Cabinet has approved a proposal by Tánaiste and Minister for Justice Frances Fitzgerald to provide a definition of sexual consent in legislation already published.

The Criminal Law (Sexual Offences) Bill includes a new legal definition of consent and a number of new offences in regard to online and sexual predators.

Following the approval of the consent proposal, Minister for Children Katherine Zappone has secured Government agreement to review the defence of honest belief that consent was given in rape cases.

This is when an accused can and must be acquitted of rape if he can persuade a jury and the court that he honestly believed consent existed, no matter how mistaken or illogical that belief.

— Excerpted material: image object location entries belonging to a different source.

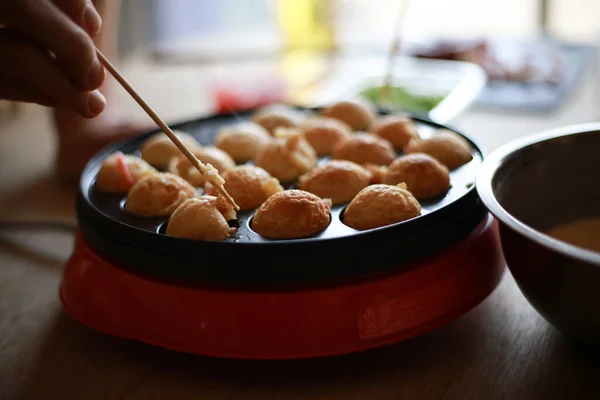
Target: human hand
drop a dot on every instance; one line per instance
(47, 55)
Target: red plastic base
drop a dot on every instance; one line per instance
(283, 325)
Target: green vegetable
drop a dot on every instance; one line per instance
(402, 98)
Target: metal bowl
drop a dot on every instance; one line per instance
(532, 185)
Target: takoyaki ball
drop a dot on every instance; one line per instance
(358, 113)
(158, 195)
(199, 218)
(323, 133)
(274, 116)
(446, 146)
(424, 176)
(242, 141)
(338, 180)
(377, 172)
(381, 205)
(208, 155)
(396, 129)
(292, 214)
(287, 156)
(250, 186)
(158, 149)
(119, 172)
(364, 148)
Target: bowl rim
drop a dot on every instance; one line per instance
(492, 163)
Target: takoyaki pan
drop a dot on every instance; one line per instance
(303, 210)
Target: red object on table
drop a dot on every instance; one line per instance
(342, 318)
(230, 99)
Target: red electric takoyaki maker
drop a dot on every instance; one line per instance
(252, 298)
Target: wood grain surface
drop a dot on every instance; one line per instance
(502, 349)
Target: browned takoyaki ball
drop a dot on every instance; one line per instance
(364, 148)
(119, 172)
(377, 172)
(396, 129)
(292, 214)
(158, 149)
(337, 180)
(250, 186)
(287, 156)
(158, 195)
(199, 218)
(381, 205)
(274, 116)
(324, 133)
(424, 176)
(208, 155)
(358, 113)
(242, 141)
(446, 146)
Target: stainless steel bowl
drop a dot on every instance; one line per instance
(531, 185)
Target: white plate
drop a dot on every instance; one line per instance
(460, 82)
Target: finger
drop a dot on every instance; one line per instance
(16, 90)
(67, 41)
(32, 64)
(83, 13)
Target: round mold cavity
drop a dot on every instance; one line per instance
(339, 251)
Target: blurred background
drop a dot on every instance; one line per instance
(532, 52)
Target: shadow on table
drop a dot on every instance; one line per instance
(75, 362)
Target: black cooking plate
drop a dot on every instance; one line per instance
(339, 252)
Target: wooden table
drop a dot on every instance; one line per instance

The Law Reform Commission will examine ending the practice of accepting a defence of honest belief alone.

Speaking after the decision, Ms Zappone said "the defence honest belief in the consent of a victim, no matter how unreasonable, is outdated.

"We now have an opportunity to introduce in law the need for those accused of rape to demonstrate an element of reasonableness in relying on the defence of honest belief," she added.

The minister also said she hoped to have a draft bill before the end of the year.

Meanwhile, a senior law lecturer at NUI Galway has said that putting a definition of consent to sex into statute law is extremely valuable, although he does not believe the proposals will alter existing laws much.

Speaking on RTÉ's Today with Sean O'Rourke, Tom O'Malley said the bill would probably set out a number of circumstances where a person would be deemed not to be consenting.

He said that the law is constantly trying to catch up with technology but this bill does a good job in attempting to deal with problems that exist.

Mr O'Malley added that it would be necessary to create a significant number of offences, such as people trying to contact children over the Internet and grooming.

Separately, Minister for Social Protection Leo Varadkar told the Dáil that the Cabinet has agreed to initiate a public consultation process on a new working family payment.

The payment is promised in the Programme for Government as a means of attempting to reduce child poverty, and ensuring that families are not better off on welfare than in work. 

Mr Varadkar told the Dáil he secured agreement at Cabinet to begin the public consultation process.

Ms Zappone also briefed her colleagues on proposed legislation on the new affordable childcare scheme, which will be introduced in September.